En présentant la roadmap digitale de sa banque, Daniel Stocco, directeur du département informatique de la Banque Cantonale de Genève (BCGE), a mis l’accent sur la démarche systématique que la BCGE a suivie afin de définir sa stratégie digitale. Il a notamment insisté sur la nécessité de ne pas considérer les projets de digitalisation du seul angle technologique. Il a été rejoint par Pierre Dulon qui a souligné l’importance de gérer le changement.

Aline Isoz, experte en transformation digitale, a approfondi ce dernier point en insistant sur l’ampleur de la transformation engendrée par la digitalisation. Pour cette raison, l’implémentation des nouvelles technologies doit être accompagnée de la mise en place d’une culture digitale en suivant un processus systématique devant permettre aux collaborateurs et aux clients d’être du voyage.

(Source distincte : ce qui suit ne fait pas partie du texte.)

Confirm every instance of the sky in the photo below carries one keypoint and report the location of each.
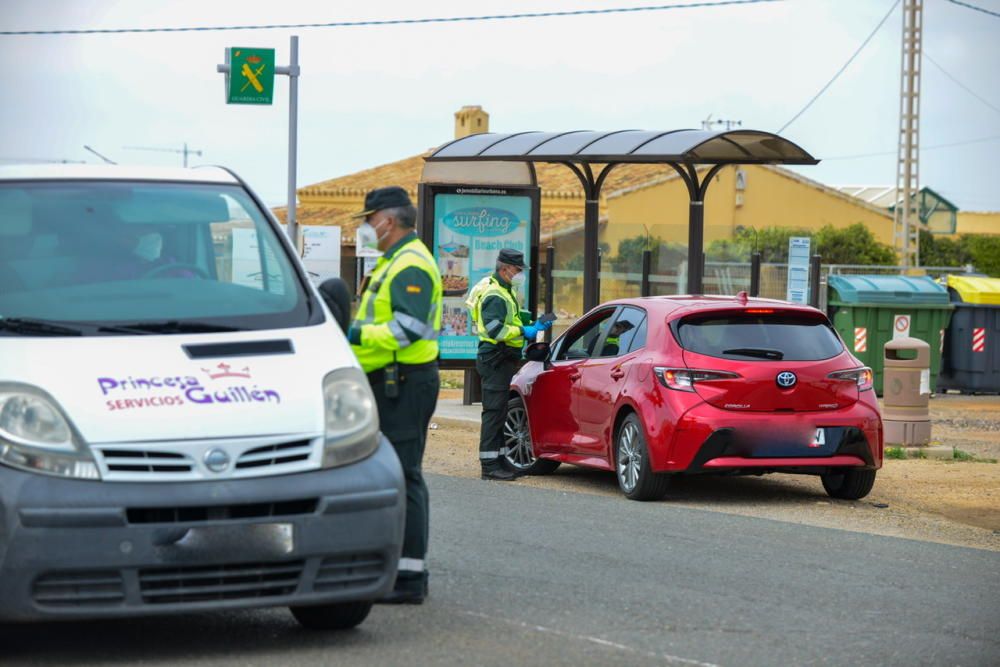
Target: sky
(371, 95)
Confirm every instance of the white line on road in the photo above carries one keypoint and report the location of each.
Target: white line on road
(596, 640)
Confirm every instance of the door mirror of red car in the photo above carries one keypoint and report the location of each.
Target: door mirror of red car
(537, 352)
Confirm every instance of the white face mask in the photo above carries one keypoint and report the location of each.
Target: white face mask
(149, 246)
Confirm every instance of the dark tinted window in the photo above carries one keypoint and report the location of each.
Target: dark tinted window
(760, 338)
(626, 334)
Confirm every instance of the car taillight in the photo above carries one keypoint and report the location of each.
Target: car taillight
(862, 376)
(683, 379)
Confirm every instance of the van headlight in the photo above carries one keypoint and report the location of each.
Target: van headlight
(36, 436)
(351, 417)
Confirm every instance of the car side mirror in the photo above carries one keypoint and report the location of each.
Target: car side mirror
(537, 352)
(337, 298)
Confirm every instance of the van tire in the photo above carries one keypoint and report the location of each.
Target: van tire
(338, 616)
(850, 484)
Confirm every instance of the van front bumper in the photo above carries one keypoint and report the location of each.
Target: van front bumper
(86, 549)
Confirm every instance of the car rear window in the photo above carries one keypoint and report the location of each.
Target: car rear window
(777, 337)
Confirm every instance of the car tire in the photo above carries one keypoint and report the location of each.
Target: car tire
(848, 484)
(517, 439)
(632, 466)
(338, 616)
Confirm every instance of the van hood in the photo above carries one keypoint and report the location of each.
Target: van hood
(119, 389)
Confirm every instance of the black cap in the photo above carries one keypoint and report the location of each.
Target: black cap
(380, 198)
(512, 257)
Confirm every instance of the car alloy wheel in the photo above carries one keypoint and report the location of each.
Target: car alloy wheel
(629, 456)
(517, 437)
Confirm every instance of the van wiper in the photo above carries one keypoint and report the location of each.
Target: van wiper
(168, 327)
(761, 352)
(31, 326)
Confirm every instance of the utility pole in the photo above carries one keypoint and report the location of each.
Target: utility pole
(185, 151)
(906, 219)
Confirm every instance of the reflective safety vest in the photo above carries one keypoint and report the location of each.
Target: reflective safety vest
(510, 334)
(383, 331)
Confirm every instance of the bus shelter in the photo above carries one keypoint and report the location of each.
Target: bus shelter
(485, 160)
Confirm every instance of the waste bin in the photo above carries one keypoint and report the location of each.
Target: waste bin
(906, 417)
(868, 311)
(971, 361)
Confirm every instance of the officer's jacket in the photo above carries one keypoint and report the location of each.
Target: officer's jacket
(400, 312)
(497, 315)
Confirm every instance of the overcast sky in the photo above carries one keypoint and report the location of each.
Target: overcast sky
(370, 95)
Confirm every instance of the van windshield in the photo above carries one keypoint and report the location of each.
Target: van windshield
(107, 257)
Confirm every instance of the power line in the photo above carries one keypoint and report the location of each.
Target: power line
(357, 24)
(841, 70)
(923, 148)
(960, 84)
(978, 9)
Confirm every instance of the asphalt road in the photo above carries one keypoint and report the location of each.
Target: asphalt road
(528, 576)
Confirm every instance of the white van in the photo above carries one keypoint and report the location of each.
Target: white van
(183, 426)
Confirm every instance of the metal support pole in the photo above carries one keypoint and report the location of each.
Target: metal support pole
(591, 261)
(550, 259)
(814, 264)
(696, 241)
(293, 135)
(755, 274)
(647, 261)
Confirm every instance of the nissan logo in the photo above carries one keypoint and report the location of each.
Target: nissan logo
(216, 460)
(786, 379)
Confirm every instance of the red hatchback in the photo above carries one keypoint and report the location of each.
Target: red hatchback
(659, 386)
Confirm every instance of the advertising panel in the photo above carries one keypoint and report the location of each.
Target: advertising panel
(469, 226)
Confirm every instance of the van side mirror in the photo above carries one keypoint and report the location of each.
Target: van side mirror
(537, 352)
(337, 298)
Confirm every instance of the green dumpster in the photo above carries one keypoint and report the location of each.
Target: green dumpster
(869, 311)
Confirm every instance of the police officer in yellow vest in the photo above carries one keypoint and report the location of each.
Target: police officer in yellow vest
(395, 337)
(502, 334)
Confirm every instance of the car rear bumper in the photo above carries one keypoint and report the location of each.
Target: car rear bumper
(82, 549)
(709, 439)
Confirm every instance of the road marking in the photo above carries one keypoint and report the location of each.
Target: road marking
(594, 640)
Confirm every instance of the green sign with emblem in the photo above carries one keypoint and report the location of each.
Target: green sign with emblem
(251, 76)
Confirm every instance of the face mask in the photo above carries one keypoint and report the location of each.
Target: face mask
(149, 246)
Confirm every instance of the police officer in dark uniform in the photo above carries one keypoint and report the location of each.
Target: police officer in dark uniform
(502, 334)
(395, 337)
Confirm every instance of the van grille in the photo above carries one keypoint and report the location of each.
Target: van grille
(357, 571)
(79, 589)
(196, 514)
(273, 455)
(219, 582)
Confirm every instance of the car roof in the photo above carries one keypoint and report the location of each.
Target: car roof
(108, 172)
(685, 304)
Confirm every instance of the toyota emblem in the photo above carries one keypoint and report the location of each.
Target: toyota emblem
(786, 379)
(216, 459)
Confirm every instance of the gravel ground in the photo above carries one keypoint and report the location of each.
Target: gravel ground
(953, 502)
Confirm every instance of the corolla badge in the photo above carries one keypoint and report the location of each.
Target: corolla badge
(786, 379)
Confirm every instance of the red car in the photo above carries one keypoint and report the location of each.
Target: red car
(659, 386)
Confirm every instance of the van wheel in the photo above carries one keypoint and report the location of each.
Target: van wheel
(632, 467)
(517, 439)
(339, 616)
(848, 484)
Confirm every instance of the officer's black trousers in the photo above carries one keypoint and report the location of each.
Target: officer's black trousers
(496, 373)
(404, 421)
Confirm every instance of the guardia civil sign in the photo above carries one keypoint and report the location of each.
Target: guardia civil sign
(251, 76)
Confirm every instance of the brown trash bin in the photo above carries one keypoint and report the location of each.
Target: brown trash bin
(906, 392)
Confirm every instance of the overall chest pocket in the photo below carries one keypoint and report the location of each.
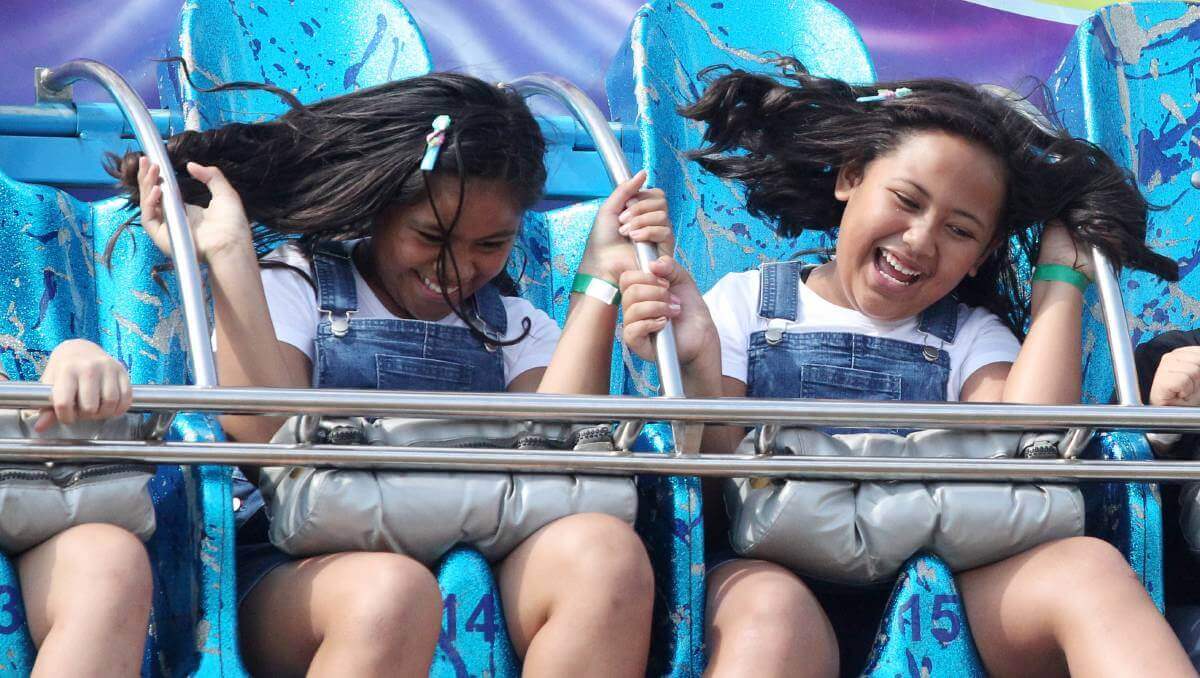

« Trouver le bon rythme de gestion du changement » est également l’enseignement principal que Kim-Andrée Potvin, Chief Operating Officer de BNP Paribas (Suisse) SA, a tiré après une année de cheminement sur la Connected Roadmap de sa banque qui fait partie du plan de transformation digitale du Groupe Paribas prévoyant d’investir EUR 3 mia. d’ici 2020. Elle a également souligné la nécessité de disposer d’un sponsor engagé à un niveau élevé de l’organisation qui porte l’initiative.

De son côté, Lamine Brahimi a conclu son intervention sur la nécessité d’être patient, compte tenu du fait que la digitalisation d’une banque est une transformation à long terme. Effectivement, a renchéri Aline Isoz, qui a rapproché l’apprentissage de la digitalisation à celle de la marche d’un petit enfant et a rappelé qu’en moyenne, chacun d’entre nous est tombé 2000 fois avant de réussir à marcher…

La notion de centre de compétence

Ce séminaire marquant le lancement du Centre BAICC, plusieurs intervenants ont abordé la notion de centre de compétence et son contexte. Ainsi, le Doyen de la Faculté des HEC, Jean-Philippe Bonardi, a présenté le cadre dans lequel s’exerce l’activité du Centre BAICC, basée sur le principe de l’enseignement intégré incorporant la recherche, l’enseignement et le monde économique.

Ainsi, parmi les activités du Centre BAICC, la recherche consortiale prend une place centrale. Comme l’a exposé Christine Legner, Directrice du Département des Systèmes d’information HEC et responsable académique du Centre BAICC, le principe fondamental de la recherche consortiale consiste à associer les représentants de la pratique aux choix de l’orientation des recherches et de les intégrer dans les équipes de recherche.

Un exemple concret d’un tel projet de recherche a ensuite été fourni par Marc Burkhalter, Alumni HEC et doctorant au Centre de compétence Sourcing – CC Sourcing de l’Université de St-Gall, le partenaire académique du Centre BAICC. Ce centre a été créé en 2004 par l’Université de St-Gall. Son domaine de recherche initial étant l’outsourcing bancaire, il a contribué à créer l’approche qui aujourd’hui forme la base de l’outsourcing bancaire en Suisse. Parmi ses membres actuels figurent l’UBS, le Crédit Suisse, les banques Raiffeisen et Postfinance.

N.B. Pour rendre cet article plus lisible, les définitions des termes et les sources utilisées ont été consignées dans un document à part disponible auprès de l’auteur. – Ce compte-rendu sera publié dans le prochain numéro du magazine des Alumni HEC.